Author and MFAC alum Megan Atwood talks about her YA novel, The Devil’s You Know (published October 3, 2017). In this riveting debut, equal parts Cabin in the Woods and The Breakfast Club, five teens will discover what lies within a local, infamous house is darker, and more personal, than any urban legend.
What inspired The Devils You Know?
I am in love with The House on the Rock in Spring Green, WI, so I wanted to set a book there. It’s just such a unique, amazing, imaginative, and deeply weird place and I go as often as I can. I changed the name to Boulder House in the book and changed many other things, but the inspiration was absolutely from House on the Rock. If you can? Go there! It’s an amazing experience.
What were the challenges (literary, psychological, logistical, etc) in bringing this book to life?

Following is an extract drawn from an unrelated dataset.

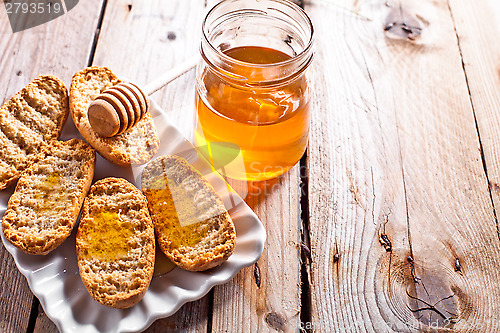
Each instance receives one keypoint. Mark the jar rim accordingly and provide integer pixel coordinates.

Agh . . . Time! Fortitude! Money! The writer trifecta, right? This book took me seven years to get out into the world. Four to write, one to sell, two to wait for it to come out. One of the hardest things to do with this book was have patience: patience that the revisions needed to happen, patience with having to work on other things for my actual livelihood, patience for the story to come together, patience for others to read it. It’s the worst part of writing for me. But it’s crucial—I couldn’t have gotten this incarnation if I’d tried to cut corners during the writing process.
How has writing for young adults differed from your writing for young readers?
The handcuffs were off! My soul is dark and heavy and so YA fits perfectly with that. J Honestly, I love writing for this audience because of the issues of identity and understanding of the world that happen at these ages. So this is where I naturally want to write.
What did you edit out of this book?
Do you have about 7 years for me to explain? LOL The interstitial parts changed dramatically from revision to revision. It started with a god as the narrator. Then the house itself. Then an impartial narrator. In fact, the idea that the interstitials came from a book and from a character in the book didn’t happen until the very, very, very last edit with my editor and copyeditor.
What do you do when you’re not writing?
Work! I’m a professor so there is literally always something I should be doing. But, having said that . . . I love horror movies and awesome TV. I consider that research though.
What advice do you have for aspiring writers?
Oh, man, hang in there. It feels like it will never happen, I remember. But have faith. I’d also say this: try not to compare yourself to others. There are so many ways to feel “less than” as a writer. Forget others, forget the industry even, and do your thing. You write because you love to write, so don’t forget that.
What is next for you? What are you working on now?
I’m working haphazardly on a sci-fi YA novel. But I am finishing up my middle grade series so that comes first.
What else would you like to add?
How about a haiku?
Writing can be hard.
You must take care of yourself.
Adopt some cats, yo.
Megan Atwood is a writer, editor, and professor in Minneapolis, Minnesota. When she’s not writing books for kids of all ages, she’s making new friends, going on zombie hayrides, and eating as much ice cream as she can. And, always, petting her two adorable cats who “help” her write every book.